You see the difference between the oppression of the Irish, in Ireland or America, and the oppression of African Americans be boiled down to one word: slavery.
At no point in US history were the Irish kidnapped from their homeland and brought shackled to America. True, thousands died on coffin ships during the Famine years, but the key difference is that the people on board those ships were escaping to a better life: not something that could be said of the teeming masses brought over from Africa as slaves.
A common misconception that lurks in the darker parts of the internet is that the Irish were also slaves: they weren’t, not in America at least. Many Irish did enter indentured servitude, usually for a period of seven years, in return for which their passage to the colonies was paid.
But the gulf in difference between indentured servitude and the enslavement of blacks is as wide as the Atlantic. For one thing indentured servitude was not hereditary: everyone born to an indentured servant was born free. The same was not true of the millions of black babies born right across the United States who for generations had the same rights as livestock and lived in fear that their family could be split up and sold on the whim of their master.
And that’s why the title of the book is simply a shoddy attempt to conflate Irish suffering with slavery and a cheap attempt to pander to white grievance.

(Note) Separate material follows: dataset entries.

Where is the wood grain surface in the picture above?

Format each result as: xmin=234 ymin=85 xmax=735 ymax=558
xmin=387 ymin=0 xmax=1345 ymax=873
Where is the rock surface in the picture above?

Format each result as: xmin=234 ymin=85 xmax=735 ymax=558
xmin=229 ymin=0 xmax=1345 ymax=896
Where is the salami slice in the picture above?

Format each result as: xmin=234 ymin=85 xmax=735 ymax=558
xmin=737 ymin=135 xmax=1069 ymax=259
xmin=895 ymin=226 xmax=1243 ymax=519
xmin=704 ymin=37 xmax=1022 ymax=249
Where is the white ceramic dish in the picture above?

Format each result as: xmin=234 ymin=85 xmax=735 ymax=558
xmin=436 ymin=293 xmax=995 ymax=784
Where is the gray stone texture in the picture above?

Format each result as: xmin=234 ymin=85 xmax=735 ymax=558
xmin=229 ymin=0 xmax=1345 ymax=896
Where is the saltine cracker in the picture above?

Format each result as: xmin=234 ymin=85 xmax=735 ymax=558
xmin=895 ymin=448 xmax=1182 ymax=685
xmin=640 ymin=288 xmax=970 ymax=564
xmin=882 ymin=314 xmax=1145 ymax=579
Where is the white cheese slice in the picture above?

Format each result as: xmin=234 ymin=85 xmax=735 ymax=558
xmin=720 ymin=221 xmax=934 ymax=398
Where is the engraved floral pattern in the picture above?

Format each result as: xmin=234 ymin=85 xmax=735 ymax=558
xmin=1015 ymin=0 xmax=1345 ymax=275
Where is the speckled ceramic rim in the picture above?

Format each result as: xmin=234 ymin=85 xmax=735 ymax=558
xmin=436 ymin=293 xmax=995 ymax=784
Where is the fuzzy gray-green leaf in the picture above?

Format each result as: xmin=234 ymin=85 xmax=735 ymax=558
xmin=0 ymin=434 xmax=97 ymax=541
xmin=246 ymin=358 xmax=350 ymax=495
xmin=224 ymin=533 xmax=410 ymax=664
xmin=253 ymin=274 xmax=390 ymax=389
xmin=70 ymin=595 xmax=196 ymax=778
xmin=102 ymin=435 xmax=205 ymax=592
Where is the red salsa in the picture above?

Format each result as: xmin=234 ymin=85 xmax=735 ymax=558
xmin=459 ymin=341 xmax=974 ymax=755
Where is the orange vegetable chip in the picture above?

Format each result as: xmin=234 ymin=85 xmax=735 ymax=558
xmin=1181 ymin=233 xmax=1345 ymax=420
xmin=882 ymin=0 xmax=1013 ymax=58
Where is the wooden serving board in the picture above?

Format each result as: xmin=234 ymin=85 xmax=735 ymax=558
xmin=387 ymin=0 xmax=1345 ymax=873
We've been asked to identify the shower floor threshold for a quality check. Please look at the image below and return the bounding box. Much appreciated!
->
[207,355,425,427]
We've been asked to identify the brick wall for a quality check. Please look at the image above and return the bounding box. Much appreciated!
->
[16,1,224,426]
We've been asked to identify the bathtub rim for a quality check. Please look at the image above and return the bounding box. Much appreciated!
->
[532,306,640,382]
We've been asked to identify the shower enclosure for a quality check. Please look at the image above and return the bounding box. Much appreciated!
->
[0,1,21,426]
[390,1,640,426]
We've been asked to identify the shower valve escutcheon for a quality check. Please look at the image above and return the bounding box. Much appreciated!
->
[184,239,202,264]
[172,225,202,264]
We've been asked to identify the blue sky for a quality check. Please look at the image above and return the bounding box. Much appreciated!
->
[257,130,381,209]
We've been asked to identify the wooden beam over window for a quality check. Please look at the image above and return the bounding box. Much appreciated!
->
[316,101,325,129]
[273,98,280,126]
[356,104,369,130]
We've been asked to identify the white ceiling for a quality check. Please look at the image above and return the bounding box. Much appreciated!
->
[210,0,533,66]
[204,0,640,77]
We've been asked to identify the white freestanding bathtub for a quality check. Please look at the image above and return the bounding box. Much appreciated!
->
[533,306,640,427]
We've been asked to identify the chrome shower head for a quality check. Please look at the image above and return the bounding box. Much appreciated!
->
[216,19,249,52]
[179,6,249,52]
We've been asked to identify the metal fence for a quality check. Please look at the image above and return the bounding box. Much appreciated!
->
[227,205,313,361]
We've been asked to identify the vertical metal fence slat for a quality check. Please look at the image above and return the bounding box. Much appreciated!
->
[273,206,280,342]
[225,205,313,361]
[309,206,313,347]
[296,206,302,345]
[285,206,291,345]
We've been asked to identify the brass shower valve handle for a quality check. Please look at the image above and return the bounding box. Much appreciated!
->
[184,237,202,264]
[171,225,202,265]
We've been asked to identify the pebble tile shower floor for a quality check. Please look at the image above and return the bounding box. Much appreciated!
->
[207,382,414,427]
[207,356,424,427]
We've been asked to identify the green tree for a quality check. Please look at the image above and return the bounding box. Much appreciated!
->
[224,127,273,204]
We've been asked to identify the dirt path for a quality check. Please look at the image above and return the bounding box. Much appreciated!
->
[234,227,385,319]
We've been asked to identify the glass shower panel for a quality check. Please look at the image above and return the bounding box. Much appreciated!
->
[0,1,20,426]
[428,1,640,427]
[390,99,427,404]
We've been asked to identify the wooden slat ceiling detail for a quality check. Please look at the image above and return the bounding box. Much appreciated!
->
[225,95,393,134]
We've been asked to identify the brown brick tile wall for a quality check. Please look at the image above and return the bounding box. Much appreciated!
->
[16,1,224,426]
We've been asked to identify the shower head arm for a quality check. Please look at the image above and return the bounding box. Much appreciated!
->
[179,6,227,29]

What the book does offer, however, is an at times interesting illustration of the evolution of Irish America’s interactions with black America.
Occasionally Ignatiev reminds readers that those who compare the historical poverty of the Irish with African Americans are, “omitting from the comparison with chattel slavery the degradation of being property.”
It’s a fair point well made, and one Ignatiev makes again every now and then, but he then spoils it with nonsense statements like, “The Irish had two aims in the [Civil] war: to establish their claim to citizenship, and define the sort of republic they would be a citizen of.”
Pardon? The Irish already were citizens of the United States by virtue of being white. All the children of Famine refugees and those who came before them since the Revolution were Americans by virtue of the color of their skin and being born on US soil.
The same principle did not apply to black people, whether free or not, since the US Supreme Court had ruled in Dred Scott v. Sandford (1857) that "a negro, whose ancestors were imported into [the US], and sold as slaves" were not Americans and therefore not entitled to all the rights and privileges that came with US citizenship.
And that’s not the only dubious claim made in the book: “In the course of my research I learned that no one gave a damn for the poor Irish. Even the downtrodden black people had the abolitionists to bring their plight to public attention.”
If not the poor, downtrodden Irish who exactly were the Ancient Order of Hibernians or the Friendly Sons of St Patrick looking out for?
That said, you do find the odd historical gem tucked away amid the pages, such as the labor activist, Seth Luther, who complained that, “We have the philanthropists moaning over the fate of the Southern slaves when there are thousands of children in this state as truly slaves as the blacks in the South.”
Google should fix it so that the first image result for ‘white privilege’ is a picture of that man.
Another interesting tidbit is that in 1853 Frederick Douglas complained that, “Every hour sees us [African Americans] elbowed out of some employment to make room for some newly arrived emigrant from the Emerald Isle, whose hunger and color entitle him to special favor.”
I know Donald Trump probably hasn’t read a book since leaving school, so it’s unlikely he’ll ever pick up this one up and stumble upon that quote, but if he did it would fit in well at his next #MAGA rally.
"How the Irish Became White" is a history book that fails the history test. So, save yourself the effort, buy a better book and read something else.